DR. KIRK ELLIOTT: Yeah.
JASON HARTMAN: Yeah. But go ahead, with what you were saying.
DR. KIRK ELLIOTT: Absolutely. So, this medicine, that is required to fix the US dollar, is the exact same medicine that will kill the patient. You know, it’s not a good result. Because when we’re in debt up to our eyeballs and you start raising interest rates, everybody who carries debt is going to feel the pinch even more. And people are already feeling the pinch with the lowest interest rates in the history of the country.
JASON HARTMAN: Now, that’s people, though—I mean, they would have to take on new debt, to really feel that pinch. And they might have a need to take on new debt, if they can even take on new debt, or if they have adjustable debt.

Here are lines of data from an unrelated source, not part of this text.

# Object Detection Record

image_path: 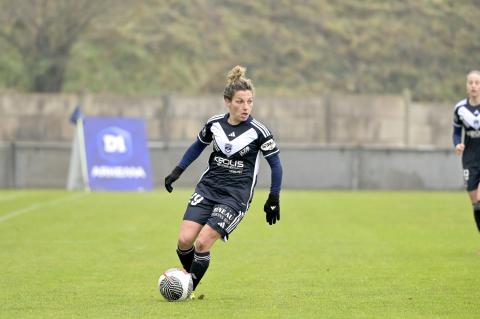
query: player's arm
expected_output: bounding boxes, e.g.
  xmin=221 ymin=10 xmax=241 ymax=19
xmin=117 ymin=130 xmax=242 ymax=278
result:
xmin=165 ymin=139 xmax=208 ymax=193
xmin=452 ymin=109 xmax=465 ymax=155
xmin=263 ymin=152 xmax=283 ymax=225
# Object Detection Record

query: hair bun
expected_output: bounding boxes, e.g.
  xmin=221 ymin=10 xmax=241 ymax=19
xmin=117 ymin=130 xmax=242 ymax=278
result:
xmin=227 ymin=65 xmax=247 ymax=84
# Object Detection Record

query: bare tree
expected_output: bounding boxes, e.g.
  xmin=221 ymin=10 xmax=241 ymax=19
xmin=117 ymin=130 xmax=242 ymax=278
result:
xmin=0 ymin=0 xmax=108 ymax=92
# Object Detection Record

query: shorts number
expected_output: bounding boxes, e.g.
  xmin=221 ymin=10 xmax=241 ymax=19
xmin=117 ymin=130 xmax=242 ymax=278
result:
xmin=189 ymin=193 xmax=203 ymax=206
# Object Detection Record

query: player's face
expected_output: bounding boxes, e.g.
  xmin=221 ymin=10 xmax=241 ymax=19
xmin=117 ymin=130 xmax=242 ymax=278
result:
xmin=225 ymin=90 xmax=253 ymax=125
xmin=467 ymin=73 xmax=480 ymax=99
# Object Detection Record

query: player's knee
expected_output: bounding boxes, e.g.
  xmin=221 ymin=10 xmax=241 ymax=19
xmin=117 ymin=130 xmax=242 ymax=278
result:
xmin=178 ymin=234 xmax=195 ymax=250
xmin=473 ymin=202 xmax=480 ymax=212
xmin=195 ymin=236 xmax=212 ymax=253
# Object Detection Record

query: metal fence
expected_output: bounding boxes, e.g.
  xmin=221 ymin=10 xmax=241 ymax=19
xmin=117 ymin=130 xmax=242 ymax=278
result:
xmin=0 ymin=142 xmax=463 ymax=190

DR. KIRK ELLIOTT: Sure. Yes, so like credit card debt, and a lot of California, which actually still has adjustable rate mortgages, because—
JASON HARTMAN: They can’t afford it any other way. Yeah, right.
DR. KIRK ELLIOTT: And so the people who still have arms, which, shockingly, there is a lot of them who haven’t been able to refinance, for example, because equity has gone down on their homes, and they haven’t been able to refinance; they’re stuck with these things. Well yeah, it’s just that revolving credit, it’s these adjustable rate, it’s the variable rates—they are going to get crushed. Because if interest rates, for example, go from 2% to 4%, that’s not a 2% increase.
JASON HARTMAN: No, it’s a 100% increase.
DR. KIRK ELLIOTT: Yeah, it’s doubling.
JASON HARTMAN: It’s a 100% increase. I cannot believe how many people can’t do flipping math. It’s mind-boggling. Like when in California they’ll raise the sales tax, they’ll raise the state income tax—oh, it’s only a 1% increase! No, it’s not. It’s a 20% increase! It’s a 17% increase!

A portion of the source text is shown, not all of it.